Das lässt sich auch dem 1990 entstandenen 24 Stunden in seiner Gewalt ablesen, einem Remake des mit Humphrey Bogart in der Hauptrolle besetzten Klassikers An einem Tag wie jeder andere von William Wyler. Augenfällig ist dabei, wie unausgegoren das Drehbuch mit den Charakteren umgeht, wie wenig Konzentration der inneren Logik des Geschehens zugesprochen worden ist – und wie wenig Interesse man daran gehabt hatte, die Spannung und Dynamik des Films über eine geschmeidige Montage lebendig zu erhalten. Dabei beginnt 24 Stunden in seiner Gewalt durchaus überzeugend, wenn der so cholerische wie hochintelligente Michael Bosworth (Mickey Rourke, Angel Heart) mithilfe seiner ihm verfallenen Strafverteidigerin Nancy (Kelly Lynch, Road House) auf spektakuläre Weise aus dem Gerichtsgebäude flieht, in dem Bosworth eigentlich seine Verurteilung wegen Totschlag erfahren sollte.

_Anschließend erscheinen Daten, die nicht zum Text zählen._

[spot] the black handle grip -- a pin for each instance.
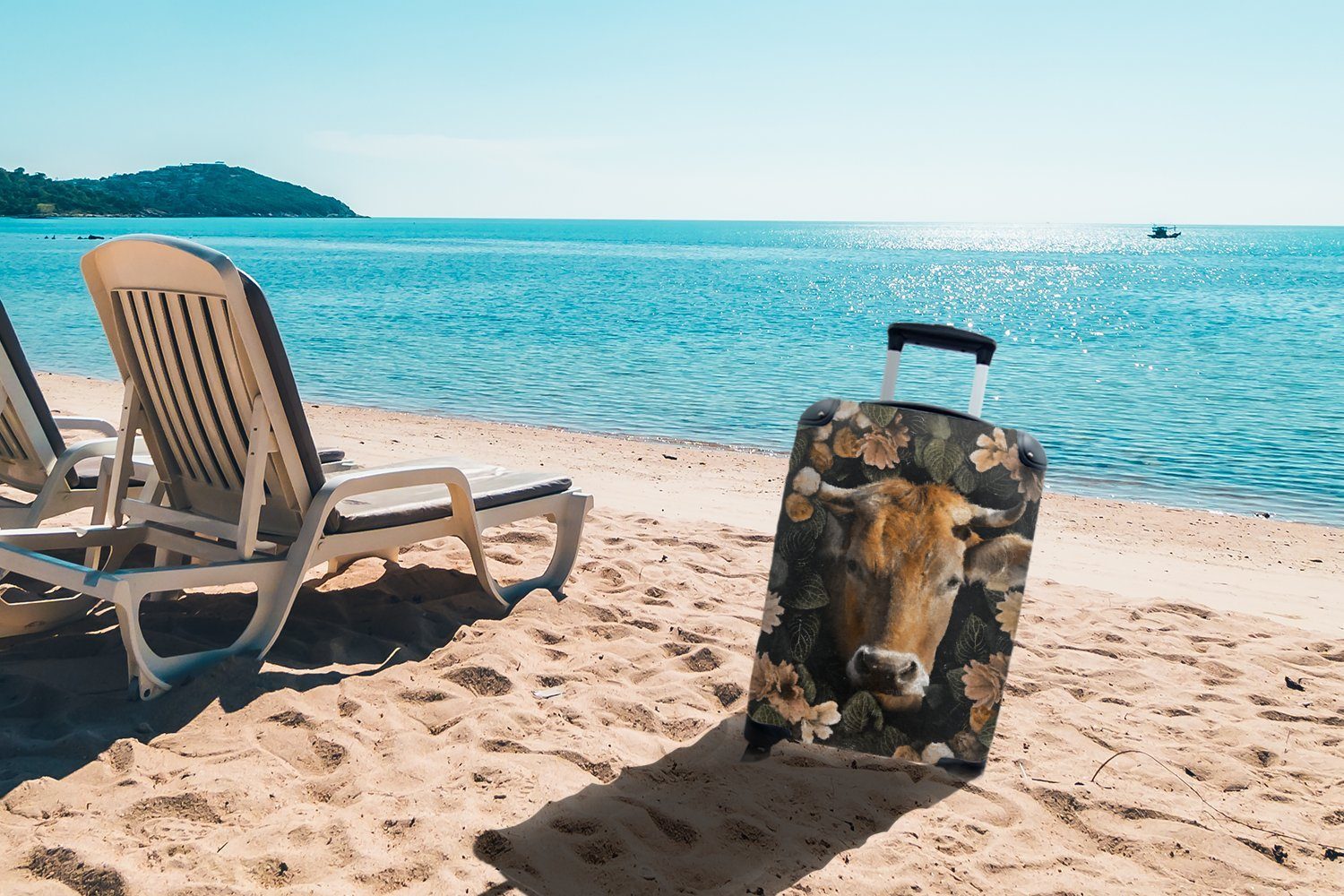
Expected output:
(941, 336)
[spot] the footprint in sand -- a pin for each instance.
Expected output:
(177, 817)
(728, 694)
(480, 680)
(703, 659)
(64, 866)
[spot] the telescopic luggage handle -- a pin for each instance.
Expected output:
(945, 338)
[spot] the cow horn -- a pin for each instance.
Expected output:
(991, 519)
(835, 493)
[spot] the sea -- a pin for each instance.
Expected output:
(1204, 371)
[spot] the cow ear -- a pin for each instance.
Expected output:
(839, 501)
(1000, 564)
(967, 535)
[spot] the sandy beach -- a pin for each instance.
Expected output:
(1175, 718)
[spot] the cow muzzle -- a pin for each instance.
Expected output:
(898, 680)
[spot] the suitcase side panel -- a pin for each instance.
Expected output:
(897, 581)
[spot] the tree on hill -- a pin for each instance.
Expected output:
(177, 191)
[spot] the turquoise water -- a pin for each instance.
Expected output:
(1203, 371)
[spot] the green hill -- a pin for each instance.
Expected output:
(177, 191)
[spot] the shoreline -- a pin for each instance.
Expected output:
(409, 734)
(1115, 549)
(728, 447)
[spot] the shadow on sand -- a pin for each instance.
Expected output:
(699, 821)
(64, 694)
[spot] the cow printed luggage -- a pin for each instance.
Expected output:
(898, 573)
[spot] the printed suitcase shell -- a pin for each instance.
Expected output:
(897, 582)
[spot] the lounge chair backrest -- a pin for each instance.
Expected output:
(195, 339)
(30, 441)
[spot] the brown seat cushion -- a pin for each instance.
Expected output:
(491, 487)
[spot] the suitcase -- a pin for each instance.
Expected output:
(898, 573)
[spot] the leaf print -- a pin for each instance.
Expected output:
(859, 711)
(808, 592)
(972, 641)
(941, 458)
(882, 416)
(773, 613)
(964, 479)
(803, 634)
(768, 715)
(956, 684)
(809, 686)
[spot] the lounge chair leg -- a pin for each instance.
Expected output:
(339, 564)
(569, 530)
(166, 557)
(151, 675)
(35, 616)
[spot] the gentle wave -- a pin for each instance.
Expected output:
(1196, 373)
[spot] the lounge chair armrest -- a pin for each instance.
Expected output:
(91, 447)
(90, 424)
(398, 476)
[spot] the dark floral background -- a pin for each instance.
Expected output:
(798, 681)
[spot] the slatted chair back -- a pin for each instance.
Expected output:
(209, 383)
(30, 441)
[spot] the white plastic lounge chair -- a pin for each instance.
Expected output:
(246, 498)
(35, 460)
(34, 455)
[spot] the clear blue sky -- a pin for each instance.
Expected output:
(997, 112)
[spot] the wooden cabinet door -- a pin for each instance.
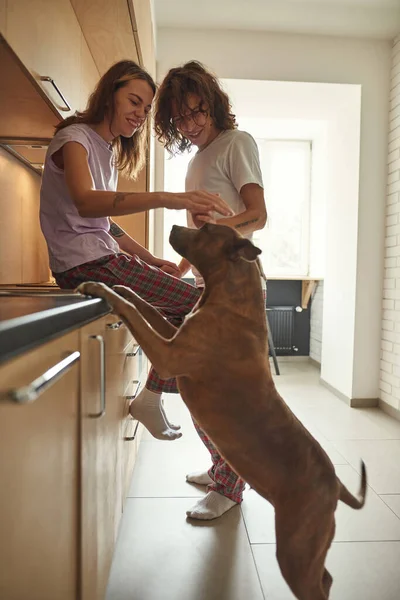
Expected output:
(100, 473)
(89, 75)
(39, 475)
(46, 36)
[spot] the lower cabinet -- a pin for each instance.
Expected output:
(67, 452)
(39, 475)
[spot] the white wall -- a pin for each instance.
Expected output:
(279, 57)
(317, 306)
(390, 343)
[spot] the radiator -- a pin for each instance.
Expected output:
(281, 323)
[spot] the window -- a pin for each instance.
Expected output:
(286, 170)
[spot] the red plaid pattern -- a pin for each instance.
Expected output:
(226, 482)
(171, 296)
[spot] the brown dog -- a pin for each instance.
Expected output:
(220, 358)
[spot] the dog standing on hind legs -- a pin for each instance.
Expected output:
(220, 359)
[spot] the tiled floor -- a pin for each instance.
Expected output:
(162, 556)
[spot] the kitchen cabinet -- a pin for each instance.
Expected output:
(66, 461)
(39, 478)
(47, 37)
(109, 361)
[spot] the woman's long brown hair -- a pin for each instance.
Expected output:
(192, 78)
(130, 153)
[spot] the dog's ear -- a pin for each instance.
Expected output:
(243, 248)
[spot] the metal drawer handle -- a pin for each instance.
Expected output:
(59, 92)
(135, 351)
(136, 390)
(115, 325)
(128, 438)
(31, 392)
(102, 412)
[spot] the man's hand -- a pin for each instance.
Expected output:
(200, 218)
(166, 266)
(199, 202)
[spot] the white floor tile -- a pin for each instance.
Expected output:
(375, 522)
(162, 556)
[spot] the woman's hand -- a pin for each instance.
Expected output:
(166, 266)
(200, 218)
(198, 202)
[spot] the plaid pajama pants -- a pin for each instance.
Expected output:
(171, 296)
(174, 299)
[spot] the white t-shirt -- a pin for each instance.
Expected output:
(224, 167)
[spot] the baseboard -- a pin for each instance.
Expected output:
(389, 410)
(352, 402)
(292, 358)
(314, 362)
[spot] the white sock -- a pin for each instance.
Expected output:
(168, 422)
(146, 409)
(199, 477)
(213, 505)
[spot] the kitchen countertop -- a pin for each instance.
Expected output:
(29, 320)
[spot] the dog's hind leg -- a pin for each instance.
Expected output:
(169, 357)
(302, 545)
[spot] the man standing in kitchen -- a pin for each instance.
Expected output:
(193, 110)
(78, 197)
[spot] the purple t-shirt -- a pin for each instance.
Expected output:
(71, 239)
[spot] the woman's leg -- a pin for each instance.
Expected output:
(171, 296)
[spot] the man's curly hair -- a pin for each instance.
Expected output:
(192, 78)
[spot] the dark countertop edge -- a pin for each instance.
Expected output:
(25, 333)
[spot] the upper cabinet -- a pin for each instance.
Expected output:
(46, 36)
(143, 26)
(107, 27)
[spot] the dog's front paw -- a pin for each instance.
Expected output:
(93, 288)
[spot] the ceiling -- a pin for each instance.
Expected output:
(355, 18)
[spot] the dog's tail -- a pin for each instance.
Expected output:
(348, 498)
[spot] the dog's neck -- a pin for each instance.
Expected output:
(239, 280)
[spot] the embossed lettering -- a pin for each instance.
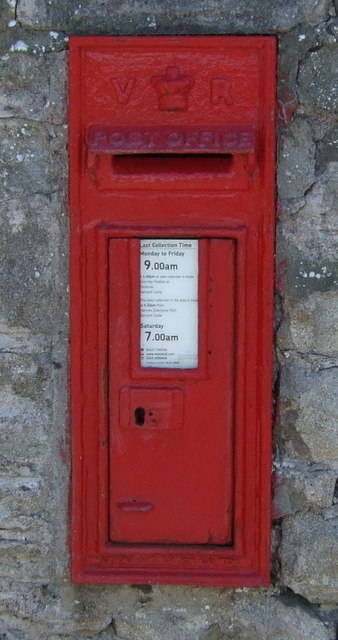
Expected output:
(220, 91)
(123, 89)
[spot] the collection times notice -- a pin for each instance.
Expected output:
(169, 303)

Die Wege von Bosworth und Nancy trennen sich alsbald, der Gangster sucht sich einen Unterschlupf, in dem er ungestört auf seine Geliebte warten kann, gleichzeitig aber auch von der Polizei unentdeckt bleibt: Das Familienhaus der Cornells. Hier jedoch hängt der Haussegen bereits vor der Ankunft der Störenfriede reichlich schief, stehen Tim (Anthony Hopkins, Das Schweigen der Lämmer) und Nora (Mimi Rogers, Ginger Snaps – Das Biest in Dir) doch mitten in ihrer Scheidung, versuchen aber gleichwohl, die Liebe für ihre beiden Kinder nicht zu kurz kommen zu lassen. Und damit wandelt sich 24 Stunden in seiner Gewalt zum Home-Invasion-Thriller, in dem Bosworth mit seinen Komplizen (besetzt mit Elias Koteas und David Morse) ihre Psychospielchen an einer psychologisch bereits ramponierten Familie auslassen. Klingt immer noch nicht verkehrt, oder?
Einen vollkommenen Reinfall stellt 24 Stunden in seiner Gewalt auch nicht gänzlich dar, dafür ist die Regie von Michael Cimino immer noch zu stilvoll (vor allem, wenn er den Zion-Nationalpark von Utah in seiner majestätischen Erhabenheit illustriert) und die schauspielerischen Leistungen, allen voran Mickey Rourke, der hier noch einmal seine unbehandelte Attraktivität zum markanten Ausdruck bringen kann, zu solide. Dass der Psycho-Thriller aber nicht mitreißt, liegt an den inhaltlichen Unzulänglichkeiten, die das Drehbuch fortwährend bemüht. Die Handlungen der Charaktere sind nicht aufgrund der angsterfüllten Extremsituation fragwürdig, sie sind bisweilen grundsätzlich hirnrissig – und damit sind sowohl die Geiselnehmer als auch die Geiseln gemeint. Einen ungemein faden Beigeschmack erhält 24 Stunden in seiner Gewalt aber erst ganz am Ende: Hier beschwört der Film tatsächlich die Rückkehr des Patriarchat.
Fazit
"24 Stunden in seiner Gewalt" reiht sich nahtlos in den künstlerischen Niedergang des Michael Cimino ein. Mag seine Regie durchaus stilvoll sein und gerade Mickey Rourke in der Hauptrolle des psychopathischen wie hochintelligenten Geiselnehmers gefallen, ist "24 Stunden in seiner Gewalt" inhaltlich unausgereift bis hanebüchen und lässt die basal vorhandene Spannung des Home-Invasion-Thrillers durch die mangelnde innere Logik zusehends verebben.